In the time that we have been working with children with functional somatic symptoms, the era of talking therapies, with an emphasis on psychoanalytic paradigm, has been largely displaced by a cognitive-behavioural paradigm. But that newer paradigm has been oversold as the fix-all therapy, and we have found it to be of only limited use in ameliorating the functional somatic symptoms of our child patients. Clinicians working more directly with the body—many of whom are quoted in the pages of this book—have been pioneering other ways of understanding and working with somatic symptoms, including those of our patients. More broadly in the therapy world, clinicians have come to recognize that working on the mind system level (see Chapter 15) is one therapeutic option among others and that working with the body harnesses healing properties of the body/mind/person that might not otherwise be available (see Chapter 14). Clinicians have also recognized that, in actual clinical practice, targeted interventions from multiple system levels can be combined to address stress-system dysfunction, functional impairment, psychological distress, relational difficulties/issues, and issues within the family and school systems. Even more broadly, this shift in our understanding of the interconnections between mind and body has been moving into the mainstream, as is apparent in David Brooks’s 2019 New York Times column entitled ‘The Wisdom of Your Body’ (Brooks 2019).

The need to move beyond established silos and settled approaches to research and treatment is not unique to the field of functional somatic symptoms.

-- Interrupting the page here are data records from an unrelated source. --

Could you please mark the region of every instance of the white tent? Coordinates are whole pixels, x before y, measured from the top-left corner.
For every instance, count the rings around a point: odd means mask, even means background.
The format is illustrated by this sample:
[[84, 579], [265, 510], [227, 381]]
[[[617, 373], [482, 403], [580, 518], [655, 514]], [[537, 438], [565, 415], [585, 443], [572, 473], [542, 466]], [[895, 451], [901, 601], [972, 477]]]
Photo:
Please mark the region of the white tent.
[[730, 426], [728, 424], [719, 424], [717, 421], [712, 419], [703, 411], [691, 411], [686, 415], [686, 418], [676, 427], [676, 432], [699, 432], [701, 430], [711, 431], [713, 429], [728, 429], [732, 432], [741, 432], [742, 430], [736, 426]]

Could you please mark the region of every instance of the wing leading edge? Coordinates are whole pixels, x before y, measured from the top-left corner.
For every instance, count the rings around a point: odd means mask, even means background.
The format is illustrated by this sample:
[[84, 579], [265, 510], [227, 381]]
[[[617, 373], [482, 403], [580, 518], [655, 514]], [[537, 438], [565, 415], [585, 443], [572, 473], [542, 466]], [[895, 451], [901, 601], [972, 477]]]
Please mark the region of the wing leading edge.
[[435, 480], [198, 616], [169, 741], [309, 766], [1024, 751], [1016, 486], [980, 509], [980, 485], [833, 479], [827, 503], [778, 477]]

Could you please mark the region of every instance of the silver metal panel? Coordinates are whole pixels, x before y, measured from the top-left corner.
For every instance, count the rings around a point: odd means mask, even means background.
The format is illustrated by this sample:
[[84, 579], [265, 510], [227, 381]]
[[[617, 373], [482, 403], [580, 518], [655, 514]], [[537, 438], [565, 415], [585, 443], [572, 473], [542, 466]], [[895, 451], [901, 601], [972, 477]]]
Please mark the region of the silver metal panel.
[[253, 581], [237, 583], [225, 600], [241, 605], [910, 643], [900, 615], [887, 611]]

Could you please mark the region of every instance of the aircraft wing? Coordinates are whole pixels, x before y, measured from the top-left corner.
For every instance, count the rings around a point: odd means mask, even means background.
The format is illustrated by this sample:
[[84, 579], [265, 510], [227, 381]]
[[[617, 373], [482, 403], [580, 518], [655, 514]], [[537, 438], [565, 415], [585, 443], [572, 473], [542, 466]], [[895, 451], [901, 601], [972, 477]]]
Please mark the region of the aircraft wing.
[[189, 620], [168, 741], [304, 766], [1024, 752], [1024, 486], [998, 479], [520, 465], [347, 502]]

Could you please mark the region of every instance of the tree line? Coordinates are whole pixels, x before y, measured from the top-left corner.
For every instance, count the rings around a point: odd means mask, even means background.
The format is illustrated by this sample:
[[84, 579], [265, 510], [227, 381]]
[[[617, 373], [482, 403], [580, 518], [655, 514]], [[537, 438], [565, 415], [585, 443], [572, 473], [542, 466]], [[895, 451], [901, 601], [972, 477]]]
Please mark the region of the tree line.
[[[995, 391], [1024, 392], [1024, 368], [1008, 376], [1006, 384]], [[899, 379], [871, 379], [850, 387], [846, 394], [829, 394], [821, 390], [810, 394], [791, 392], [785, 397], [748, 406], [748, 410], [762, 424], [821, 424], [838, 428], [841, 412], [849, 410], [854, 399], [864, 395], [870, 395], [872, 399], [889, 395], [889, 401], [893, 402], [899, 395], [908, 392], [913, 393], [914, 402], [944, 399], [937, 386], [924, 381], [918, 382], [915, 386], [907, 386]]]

We note, for example, that in response to frustrating failures to develop new curative treatments in mental health, the Harvard Review of Psychiatry has started a new feature, ‘Disruptive Innovations’. The aims are to catalyse clinical translation of cutting-edge science and expert perspectives, ‘to challenge orthodoxy in thoughtful and well-reasoned ways, and [to] propose new ideas, approaches, and methods to tackle intractable problems in psychiatry’ (Roffman 2019, p. 275). The need to step outside the box is also known to our medical colleagues interested in the long-term effects of early-life stress on health and well-being across the lifespan—or as some researchers put it, ‘searching outside the streetlight’ (Bush and Aschbacher 2020, p. 17).

A recurring theme from all these clinicians, researchers, and writers is that the pathway beyond the void—the space where healing can be found—requires one to step outside the box, out on a limb, past what’s visible under the streetlight. We need to be comfortable with approximate knowledge, to avail ourselves of information from multiple system levels, and to use that information in a fluid and flexible way, all in an effort to work collaboratively and productively with our patients and their families. And because what we know now is only approximate, we need to remain forever curious about body and mind, about the way that the body regulates itself, and about how the stress system (and for our purposes, each child) responds to the challenges of daily living—the stress of life (see Online Supplement 1.2).

We hope that mental health clinicians, paediatricians, and other health professionals will enjoy the book and use it as a helpful resource for their day-to-day clinical practice. We hope that, in our clinical vignettes, they will recognize the children and families that they work with in their own practices. And we hope that in describing our clinical work, we have provided sufficient detail for readers to implement our approach in their own work with the children—and their families—who come asking them for treatment of functional somatic symptoms.

Finally, we hope that readers will come to see themselves not only as having a role in treating their own patients but as having the capacity to educate their own colleagues about functional somatic symptoms. Mental health professionals, as a group, have only recently come to have the tools available—as presented here—for working productively with children with functional somatic symptoms. Readers can, themselves, play an important role in increasing professional awareness of these problems, of spreading knowledge of the available treatment interventions, and of helping to ensure that children with functional somatic symptoms are identified early and obtain effective treatment.